The EU's AI Act: Mixed reaction to regulations aimed at balancing innovation with rigorous oversight

The European Union’s Artificial Intelligence (AI) Act , which came into force recently, marks a significant milestone in the regulation of AI technologies within the EU and represents a big step towards ensuring that AI technologies are developed and deployed responsibly.

In summary, the Act classifies AI systems into four categories based on their risk level and sets out clear obligations for providers, with the intention of protecting citizens while encouraging innovation within the EU.

Reaction from stakeholders and industry has been a mixed bag. The International Association of Privacy Professionals , reports that industry players are welcoming the rules while looking toward compliance and regulatory options, whereas members of civil society have been more critical, with some saying the AI Act does not do enough to protect human rights and will harm both citizens and their intellectual property.

In a Euronews Next article, Max von Thun, Europe director of the Open Markets Institute says there are significant loopholes for public authorities and relatively weak regulation of the largest foundation models that pose the greatest harm. His biggest concern is tech monopolies.

"The AI Act is incapable of addressing the number one threat AI currently poses: its role in increasing and entrenching the extreme power a few dominant tech firms already have in our personal lives, our economies, and our democracies," he said.

Cecilia Bonefeld-Dahl, director general of industry association Digital Europe , expressed her concerns in a reaction published after the vote.

"The AI Act, if implemented smoothly, can be a positive force for AI uptake and innovation in Europe. But being so horizontal, the AI Act touches upon so many sectors and their existing legislation (like medical devices, machinery or toy safety). This is on top of the unprecedented number of digital laws we've seen this term, such as the Cyber Resilience Act and the Data Act. It's like a regulatory spaghetti bowl and a lot to digest - the next Commission will have to focus on untangling it.”

A KPMG report titled ‘Decoding the EU AI Act ’ shares that the Act is widely considered a significant step toward regulating AI, promoting safe, transparent, and ethically sound AI practices and that it aims to balance innovation with protection of fundamental rights. 

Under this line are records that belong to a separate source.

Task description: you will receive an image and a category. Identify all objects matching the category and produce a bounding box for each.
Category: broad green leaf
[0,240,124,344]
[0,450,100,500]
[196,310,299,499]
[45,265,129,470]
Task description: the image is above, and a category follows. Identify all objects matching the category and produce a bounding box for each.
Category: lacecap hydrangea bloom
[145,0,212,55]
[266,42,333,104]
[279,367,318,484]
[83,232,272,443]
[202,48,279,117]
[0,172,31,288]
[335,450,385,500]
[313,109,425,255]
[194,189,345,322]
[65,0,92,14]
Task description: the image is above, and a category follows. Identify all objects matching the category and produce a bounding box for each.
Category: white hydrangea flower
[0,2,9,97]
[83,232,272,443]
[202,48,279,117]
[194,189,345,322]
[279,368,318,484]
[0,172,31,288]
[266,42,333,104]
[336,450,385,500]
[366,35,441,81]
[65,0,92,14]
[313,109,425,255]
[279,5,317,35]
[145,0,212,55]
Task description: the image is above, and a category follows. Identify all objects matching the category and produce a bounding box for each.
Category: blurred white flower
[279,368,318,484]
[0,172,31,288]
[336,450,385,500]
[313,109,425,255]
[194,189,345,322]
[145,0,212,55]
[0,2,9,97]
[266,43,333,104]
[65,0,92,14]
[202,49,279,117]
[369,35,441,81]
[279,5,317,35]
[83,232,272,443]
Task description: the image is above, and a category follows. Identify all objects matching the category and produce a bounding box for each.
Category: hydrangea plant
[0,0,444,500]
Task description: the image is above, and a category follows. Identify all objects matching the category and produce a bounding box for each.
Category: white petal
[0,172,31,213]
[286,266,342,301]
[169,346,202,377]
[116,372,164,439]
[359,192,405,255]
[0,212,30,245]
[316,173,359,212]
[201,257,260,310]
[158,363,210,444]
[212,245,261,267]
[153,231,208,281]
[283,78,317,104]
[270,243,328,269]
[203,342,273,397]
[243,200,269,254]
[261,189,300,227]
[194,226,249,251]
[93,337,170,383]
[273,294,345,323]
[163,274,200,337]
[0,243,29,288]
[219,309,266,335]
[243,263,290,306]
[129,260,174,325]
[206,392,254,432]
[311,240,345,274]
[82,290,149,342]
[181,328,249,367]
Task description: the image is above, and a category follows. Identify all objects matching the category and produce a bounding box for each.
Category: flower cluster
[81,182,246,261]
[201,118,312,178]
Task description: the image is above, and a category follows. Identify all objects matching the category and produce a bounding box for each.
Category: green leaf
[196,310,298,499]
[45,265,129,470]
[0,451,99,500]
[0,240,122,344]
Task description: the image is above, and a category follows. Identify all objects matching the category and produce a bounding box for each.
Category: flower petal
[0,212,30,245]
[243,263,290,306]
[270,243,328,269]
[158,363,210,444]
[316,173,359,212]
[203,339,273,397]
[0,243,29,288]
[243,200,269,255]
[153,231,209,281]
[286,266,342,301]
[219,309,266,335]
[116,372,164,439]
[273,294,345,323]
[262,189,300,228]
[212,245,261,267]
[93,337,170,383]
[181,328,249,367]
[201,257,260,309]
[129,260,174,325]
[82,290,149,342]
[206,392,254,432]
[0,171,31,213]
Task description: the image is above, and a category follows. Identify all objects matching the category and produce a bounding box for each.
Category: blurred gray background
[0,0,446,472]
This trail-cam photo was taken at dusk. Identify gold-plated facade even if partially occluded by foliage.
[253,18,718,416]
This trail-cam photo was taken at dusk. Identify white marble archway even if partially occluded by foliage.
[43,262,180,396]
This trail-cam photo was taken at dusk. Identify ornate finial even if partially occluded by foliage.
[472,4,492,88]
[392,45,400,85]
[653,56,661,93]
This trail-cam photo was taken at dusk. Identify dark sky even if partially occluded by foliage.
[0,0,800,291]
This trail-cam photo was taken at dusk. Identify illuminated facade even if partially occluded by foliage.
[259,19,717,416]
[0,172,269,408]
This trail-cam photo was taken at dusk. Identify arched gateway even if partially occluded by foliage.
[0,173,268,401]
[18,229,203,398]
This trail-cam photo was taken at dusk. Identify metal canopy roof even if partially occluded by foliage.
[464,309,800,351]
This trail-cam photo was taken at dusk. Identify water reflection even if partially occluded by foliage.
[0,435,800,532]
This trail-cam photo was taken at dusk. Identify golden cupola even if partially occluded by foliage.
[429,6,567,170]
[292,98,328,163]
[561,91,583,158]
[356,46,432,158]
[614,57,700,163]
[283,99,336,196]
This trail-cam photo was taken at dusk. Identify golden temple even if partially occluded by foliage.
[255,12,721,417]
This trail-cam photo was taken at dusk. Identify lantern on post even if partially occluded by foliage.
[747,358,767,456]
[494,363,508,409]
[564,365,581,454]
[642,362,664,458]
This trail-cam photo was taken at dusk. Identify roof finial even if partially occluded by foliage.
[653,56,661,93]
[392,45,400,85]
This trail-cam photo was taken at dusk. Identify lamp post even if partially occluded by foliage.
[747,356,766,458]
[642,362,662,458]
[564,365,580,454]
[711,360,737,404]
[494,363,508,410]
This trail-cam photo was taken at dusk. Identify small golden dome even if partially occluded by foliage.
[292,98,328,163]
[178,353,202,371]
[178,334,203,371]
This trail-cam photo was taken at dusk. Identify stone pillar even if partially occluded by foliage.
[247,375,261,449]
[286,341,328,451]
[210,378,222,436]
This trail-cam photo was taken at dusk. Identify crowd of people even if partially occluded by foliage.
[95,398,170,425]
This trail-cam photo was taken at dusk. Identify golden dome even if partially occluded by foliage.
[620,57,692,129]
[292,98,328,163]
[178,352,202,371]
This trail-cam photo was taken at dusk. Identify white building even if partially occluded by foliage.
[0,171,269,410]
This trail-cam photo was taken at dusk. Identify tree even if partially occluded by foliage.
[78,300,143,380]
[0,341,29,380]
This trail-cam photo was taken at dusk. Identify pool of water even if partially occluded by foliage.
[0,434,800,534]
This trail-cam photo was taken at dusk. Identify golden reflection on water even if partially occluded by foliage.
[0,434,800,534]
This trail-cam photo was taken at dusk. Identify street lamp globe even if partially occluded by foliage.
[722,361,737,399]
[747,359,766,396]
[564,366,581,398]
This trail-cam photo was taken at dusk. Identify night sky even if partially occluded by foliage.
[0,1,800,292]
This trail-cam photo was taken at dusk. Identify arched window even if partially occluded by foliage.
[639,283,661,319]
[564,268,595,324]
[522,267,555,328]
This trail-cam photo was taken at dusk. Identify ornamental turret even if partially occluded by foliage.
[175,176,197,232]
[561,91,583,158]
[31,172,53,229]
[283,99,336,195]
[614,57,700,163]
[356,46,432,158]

“Concerns remain, however, about the potential for overregulation, particularly for startups and SMEs, which could face high compliance costs. As a result, while the Act sets a global standard for AI governance, its long-term impact will depend on how effectively it can promote innovation without stifling competition or technological advancement,” the report states.

The report also shares that critics suggest that the classifications of the Act could be too rigid, potentially misclassifying or overburdening certain AI applications. 

Understanding the EU’s New AI Act

The four categories of risk for AI are as follows:

1. Unacceptable Risk: These AI systems are prohibited due to their potential to cause significant harm. They are classified as follows

·         Manipulative AI that distorts behaviour or decision-making through subliminal, deceptive techniques.

·         Biometric categorisation systems that infer sensitive attributes like race, religion, or political beliefs from biometric data.

·         Social scoring systems that evaluate or classify individuals based on social behaviour or personal traits.

·         Emotion recognition in sensitive environments such as workplaces or educational institutions, unless for medical or safety reasons.

1. High-Risk AI Systems: These are subject to strict regulations. Providers and developers must comply with stringent requirements to ensure safety and transparency. This includes AI used in critical infrastructure, law enforcement, and healthcare.
2. Limited Risk AI Systems: These systems have lighter transparency obligations. For instance, users must be informed when interacting with AI, such as in the case of chatbots and deepfakes .
3. Minimal Risk AI Systems: The majority of AI applications currently available, such as AI-enabled video games and spam filters, fall under this category and remain unregulated.

Provider obligations

Providers of high-risk AI systems, whether based within the EU or outside, must adhere to several key obligations. These include implementing a risk management system throughout the AI system’s lifecycle; ensuring that training, validation, and testing datasets are relevant, representative, and free of errors; provide detailed technical documentation to demonstrate compliance and facilitate assessments by authorities; design AI systems to allow human oversight, ensuring that the technology does not operate unchecked; and implement measures to protect against cybersecurity threats and maintain the system's accuracy and robustness.

General Purpose AI (GPAI)

General Purpose AI models, capable of performing a wide range of tasks, are also regulated under the AI Act. Providers must document the training and testing processes, evaluation results, and any systemic risks associated with the model. A summary of the content used to train the model must be published. Lastly, If an AI model poses systemic risks, providers must perform adversarial testing, ensure cybersecurity protections, and report serious incidents.

Governance and implementation

The AI Act will be overseen by a newly established AI Office within the European Commission, responsible for monitoring compliance and investigating systemic risks. The Act's provisions will be rolled out gradually, with different deadlines for various categories of AI systems.

Prohibited AI systems are required to comply within 6 months, General Purpose AI within 12 months and High-Risk AI Systems within 24 to 36 months, depending on the category.

Over the next few months, as various provisions of the Act are implemented and come into effect, businesses and developers will need to closely follow these regulations to ensure compliance and continue to operate within the EU market.